One thing that gets pushed aside in the planning, arranging and settling in a new city is the piece about making friends and feeling a part of your new community. I've often met with clients who complain of lonliness and difficulty of meeting new people whether they are new to a city or not.
I've spent time in Seattle, Bellingham, Baltimore, Edmonton and Victoria. I've lived for two to five years in each of these places and have through the process of moving and starting over formed some ideas about how to have a successful move. What follows are my personal opinions on what to try when moving.
1. Be proactive - Consider it to be a "job" to meet people and to get to know your community.
2. Introduce yourself - Take any opportunity to say hello and introduce yourself especially in your neighbourhood. If you are having a casual conversation with someone, tell them you just moved here and introduce yourself.
3. Shop locally - Go for local. If you are looking for a coffee shop or a dry cleaners or a hair salon, try the one in your community first. Then, introduce yourself and frequent it. If it is a coffee shop, go back. People start to remember you. And remembering you will help with them considering you a part of their community. As the customer, it feels good to have your shops know you.

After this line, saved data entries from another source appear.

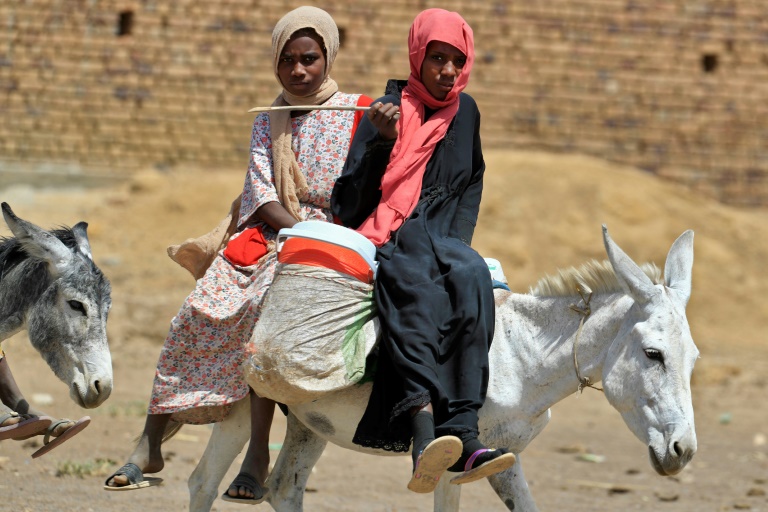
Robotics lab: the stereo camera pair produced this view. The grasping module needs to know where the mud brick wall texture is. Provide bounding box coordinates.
[0,0,768,206]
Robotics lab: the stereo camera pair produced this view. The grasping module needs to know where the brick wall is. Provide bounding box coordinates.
[0,0,768,205]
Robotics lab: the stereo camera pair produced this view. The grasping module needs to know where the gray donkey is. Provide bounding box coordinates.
[0,203,112,457]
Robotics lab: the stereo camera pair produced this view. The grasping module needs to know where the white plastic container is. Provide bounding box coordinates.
[276,220,379,278]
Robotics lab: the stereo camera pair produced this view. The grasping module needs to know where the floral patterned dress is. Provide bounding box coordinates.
[148,92,371,424]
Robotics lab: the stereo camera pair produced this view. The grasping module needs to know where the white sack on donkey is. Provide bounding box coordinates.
[245,222,379,405]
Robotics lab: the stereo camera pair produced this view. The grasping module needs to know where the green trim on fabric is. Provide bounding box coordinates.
[341,291,376,383]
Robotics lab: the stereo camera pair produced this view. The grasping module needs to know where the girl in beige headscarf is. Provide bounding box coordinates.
[105,7,371,498]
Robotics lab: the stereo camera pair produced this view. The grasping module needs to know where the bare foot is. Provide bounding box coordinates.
[227,447,269,499]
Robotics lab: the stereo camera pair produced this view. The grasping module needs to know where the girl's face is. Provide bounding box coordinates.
[277,35,325,96]
[421,41,467,101]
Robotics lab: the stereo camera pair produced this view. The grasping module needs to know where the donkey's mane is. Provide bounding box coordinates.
[530,260,663,297]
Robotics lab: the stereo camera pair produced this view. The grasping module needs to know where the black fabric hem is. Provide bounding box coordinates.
[352,434,411,453]
[389,391,432,423]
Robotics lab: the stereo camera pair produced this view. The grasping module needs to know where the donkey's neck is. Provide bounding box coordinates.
[0,253,53,341]
[489,293,632,416]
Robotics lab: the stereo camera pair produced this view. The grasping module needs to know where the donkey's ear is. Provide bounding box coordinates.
[72,222,93,260]
[603,224,657,304]
[0,203,72,275]
[664,229,693,306]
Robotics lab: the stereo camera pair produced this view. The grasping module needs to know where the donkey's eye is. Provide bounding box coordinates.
[67,300,85,314]
[645,348,664,363]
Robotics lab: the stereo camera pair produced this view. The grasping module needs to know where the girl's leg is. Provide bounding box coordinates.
[408,403,461,493]
[107,414,171,487]
[227,390,275,499]
[411,402,435,468]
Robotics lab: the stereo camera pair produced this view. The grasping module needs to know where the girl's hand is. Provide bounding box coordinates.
[368,101,400,140]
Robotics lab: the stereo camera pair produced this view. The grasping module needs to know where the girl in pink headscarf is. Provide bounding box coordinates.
[331,9,515,492]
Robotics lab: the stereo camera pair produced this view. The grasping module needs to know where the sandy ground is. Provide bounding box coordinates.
[0,152,768,512]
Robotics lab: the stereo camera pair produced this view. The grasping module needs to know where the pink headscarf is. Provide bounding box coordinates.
[357,9,475,247]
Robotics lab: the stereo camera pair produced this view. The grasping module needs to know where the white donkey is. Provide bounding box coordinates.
[189,227,699,512]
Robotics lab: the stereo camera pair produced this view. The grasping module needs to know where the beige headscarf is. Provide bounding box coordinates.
[269,6,339,221]
[168,6,339,279]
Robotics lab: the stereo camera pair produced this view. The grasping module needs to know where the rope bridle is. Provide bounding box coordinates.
[570,287,603,393]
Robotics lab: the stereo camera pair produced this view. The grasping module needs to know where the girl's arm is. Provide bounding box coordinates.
[450,103,485,245]
[331,97,397,228]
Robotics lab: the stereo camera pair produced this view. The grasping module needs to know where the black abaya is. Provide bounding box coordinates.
[331,81,495,451]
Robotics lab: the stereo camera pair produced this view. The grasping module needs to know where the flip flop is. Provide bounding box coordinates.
[32,416,91,459]
[0,412,53,441]
[104,462,163,491]
[221,472,268,505]
[451,448,517,485]
[408,436,463,493]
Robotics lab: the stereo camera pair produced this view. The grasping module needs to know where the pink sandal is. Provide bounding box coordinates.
[451,448,517,485]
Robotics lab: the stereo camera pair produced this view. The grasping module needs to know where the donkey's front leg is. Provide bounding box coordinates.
[488,455,539,512]
[187,398,251,512]
[267,413,327,512]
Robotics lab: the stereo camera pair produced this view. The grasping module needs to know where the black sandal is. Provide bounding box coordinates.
[221,472,267,505]
[104,462,163,491]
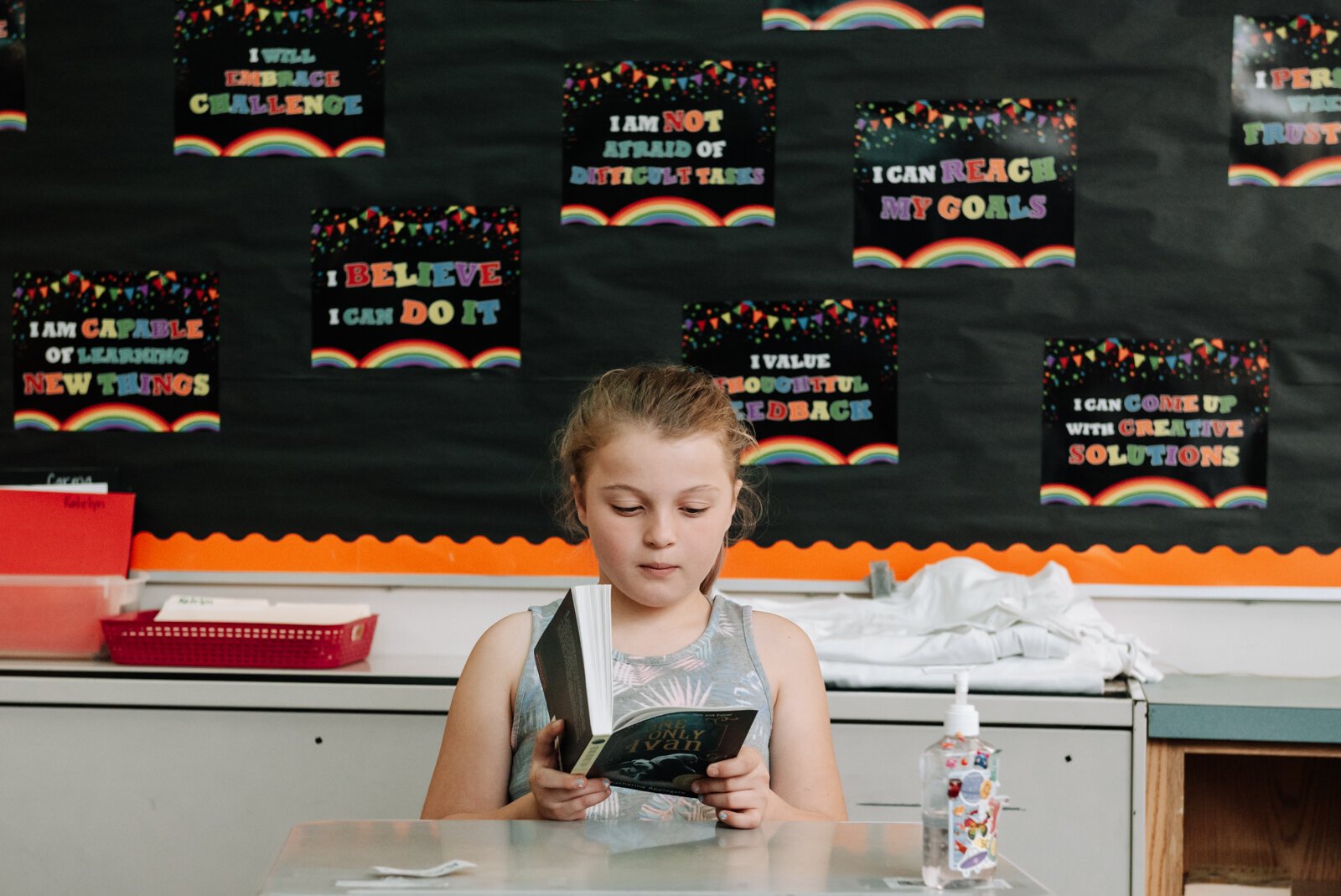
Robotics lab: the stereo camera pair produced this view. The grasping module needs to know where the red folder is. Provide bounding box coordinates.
[0,489,136,576]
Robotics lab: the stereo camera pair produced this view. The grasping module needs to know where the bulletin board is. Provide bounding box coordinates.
[0,0,1341,585]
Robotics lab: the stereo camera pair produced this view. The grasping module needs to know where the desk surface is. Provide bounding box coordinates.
[253,821,1048,896]
[1145,675,1341,743]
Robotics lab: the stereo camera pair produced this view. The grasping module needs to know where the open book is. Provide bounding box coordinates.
[535,585,756,795]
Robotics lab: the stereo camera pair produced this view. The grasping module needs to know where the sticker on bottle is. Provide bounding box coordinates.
[947,753,1002,878]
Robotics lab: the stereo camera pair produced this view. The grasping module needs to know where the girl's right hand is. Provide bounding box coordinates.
[531,719,610,821]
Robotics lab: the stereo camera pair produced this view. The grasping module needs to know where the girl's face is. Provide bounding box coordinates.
[572,427,740,606]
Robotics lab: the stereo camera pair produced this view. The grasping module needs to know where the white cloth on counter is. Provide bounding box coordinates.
[749,557,1162,693]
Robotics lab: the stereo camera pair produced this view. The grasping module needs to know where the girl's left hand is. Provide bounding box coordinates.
[693,747,774,827]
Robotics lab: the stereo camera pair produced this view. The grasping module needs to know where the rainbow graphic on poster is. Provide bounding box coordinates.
[559,196,774,226]
[60,402,172,432]
[172,411,219,432]
[763,0,983,31]
[313,346,360,370]
[172,134,224,158]
[722,205,776,226]
[358,339,471,370]
[1038,483,1093,507]
[1039,476,1266,510]
[333,137,386,158]
[173,127,386,158]
[471,344,521,370]
[13,411,60,432]
[740,436,847,467]
[1230,156,1341,186]
[847,443,898,467]
[852,237,1075,268]
[1214,485,1266,510]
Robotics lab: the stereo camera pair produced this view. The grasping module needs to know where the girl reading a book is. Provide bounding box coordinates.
[424,365,847,827]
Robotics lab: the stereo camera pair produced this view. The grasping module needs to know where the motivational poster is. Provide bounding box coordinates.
[13,271,219,432]
[852,98,1075,268]
[1039,339,1271,509]
[562,59,778,226]
[681,299,898,465]
[763,0,983,31]
[173,0,386,158]
[313,205,521,369]
[0,0,28,132]
[1230,15,1341,186]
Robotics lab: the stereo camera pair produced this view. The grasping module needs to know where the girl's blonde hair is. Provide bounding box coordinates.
[554,364,763,594]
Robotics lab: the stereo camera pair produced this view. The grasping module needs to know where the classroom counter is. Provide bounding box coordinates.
[0,655,1145,896]
[0,655,1133,730]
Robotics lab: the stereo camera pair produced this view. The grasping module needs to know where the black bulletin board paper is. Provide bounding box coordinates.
[682,299,898,465]
[311,205,521,370]
[0,0,28,132]
[173,0,386,158]
[0,0,1341,560]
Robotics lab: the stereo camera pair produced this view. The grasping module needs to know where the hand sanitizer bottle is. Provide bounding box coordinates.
[921,670,1003,889]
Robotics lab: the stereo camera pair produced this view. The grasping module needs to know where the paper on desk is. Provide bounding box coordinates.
[335,878,452,893]
[154,594,373,625]
[0,483,107,495]
[373,858,479,878]
[0,489,136,576]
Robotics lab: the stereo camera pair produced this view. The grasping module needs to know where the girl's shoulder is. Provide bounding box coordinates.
[734,609,818,681]
[467,610,531,681]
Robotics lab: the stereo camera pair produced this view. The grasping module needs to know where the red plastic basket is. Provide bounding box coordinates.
[102,610,377,670]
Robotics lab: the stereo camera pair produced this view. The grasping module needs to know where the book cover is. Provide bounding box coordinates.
[535,585,756,795]
[535,590,603,774]
[588,708,756,797]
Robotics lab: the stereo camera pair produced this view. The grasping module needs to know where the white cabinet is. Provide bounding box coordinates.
[0,707,443,896]
[833,722,1131,896]
[0,660,1145,896]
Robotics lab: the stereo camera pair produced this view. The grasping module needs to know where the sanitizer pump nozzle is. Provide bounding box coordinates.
[945,670,979,738]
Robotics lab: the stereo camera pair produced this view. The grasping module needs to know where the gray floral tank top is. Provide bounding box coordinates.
[508,594,773,821]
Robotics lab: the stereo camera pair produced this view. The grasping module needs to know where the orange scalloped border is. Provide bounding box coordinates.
[132,532,1341,588]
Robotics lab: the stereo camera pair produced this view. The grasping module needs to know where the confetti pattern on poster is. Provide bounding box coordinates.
[561,59,778,226]
[311,205,521,370]
[0,0,28,132]
[763,0,983,31]
[1039,338,1271,509]
[1230,16,1341,186]
[173,0,386,158]
[13,271,219,432]
[852,98,1075,268]
[681,299,898,465]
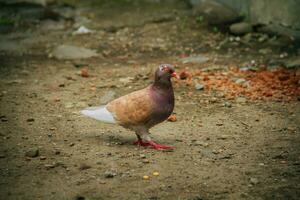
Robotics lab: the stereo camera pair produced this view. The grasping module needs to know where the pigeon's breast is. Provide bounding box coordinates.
[148,86,174,126]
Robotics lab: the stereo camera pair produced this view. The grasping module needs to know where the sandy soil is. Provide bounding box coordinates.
[0,0,300,200]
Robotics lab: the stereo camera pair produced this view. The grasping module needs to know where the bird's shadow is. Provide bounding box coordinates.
[86,131,136,145]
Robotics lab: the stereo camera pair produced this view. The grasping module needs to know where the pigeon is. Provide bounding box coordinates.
[81,64,178,150]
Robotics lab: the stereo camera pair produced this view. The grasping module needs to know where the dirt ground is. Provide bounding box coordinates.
[0,0,300,200]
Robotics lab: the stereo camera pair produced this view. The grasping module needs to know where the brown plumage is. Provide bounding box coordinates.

4. Say yes - When people invite you to something, accept! Don't be picky. This is the time to meet as many people as possible. You may have to push outside of your comfort zone but this is how you meet people.
5. Volunteer - Find something in your new community to help out with.
6. Join a group - Whatever your passion is, find others and join in! If you are a bike rider, join a bike group. If you are a jogger, join a runner's group.
7. Meet friends' friends - If a friend says, "you should meet this friend of mine that also lives in your city," accept the offer and contact that person. Again, be pro-active. Be the one to make the first phone call or send the first email.
8. Be the first to invite others' over - Host! Or, at least be in charge of making invitations for others.
9. Get to know your co-workers - take the time to chat with your co-workers and get to know them a bit. As the new person, you have more at stake then they do. Work is also a mini-community in itself. So, if there are committees, join them. If a group goes for lunch, join in. Again, be the one to make the effort.
10. Prepare yourself for some rejection - Not everyone will want to meet you or care that you have moved to their neighborhood. Some people will give you the cold shoulder. So, you move on and keep finding other people.
11. Give yourself at least one year to start to feel at home - Seriously. It takes a lot of time to feel at home. Until the year is up, keep an open-mind.
12. Stay in your community - This is especially true if you are nearby your old neighborhood and friends. It is easy to just return to what is easy. But try to stay in your new community. Explore, walk the streets, ask others for tips on their favorite spots. Try not to flee back to your old community.
13. Read the local paper, listen to the local news - Again, it is tempting to stay connected to your old community but try to fully immerse yourself in your new city/home.
14. Look at events pages of the news, magazines, flyers on telephone poles and in coffee shops and go to some events.
15. Students - Join study groups, activity groups, find a hobby on campus. Sit by someone that looks interesting in class and talk to them. Introduce yourself to your teachers (this is helpful for many other reasons as well).
Ultimately, you have to find what works best for yourself. Good luck.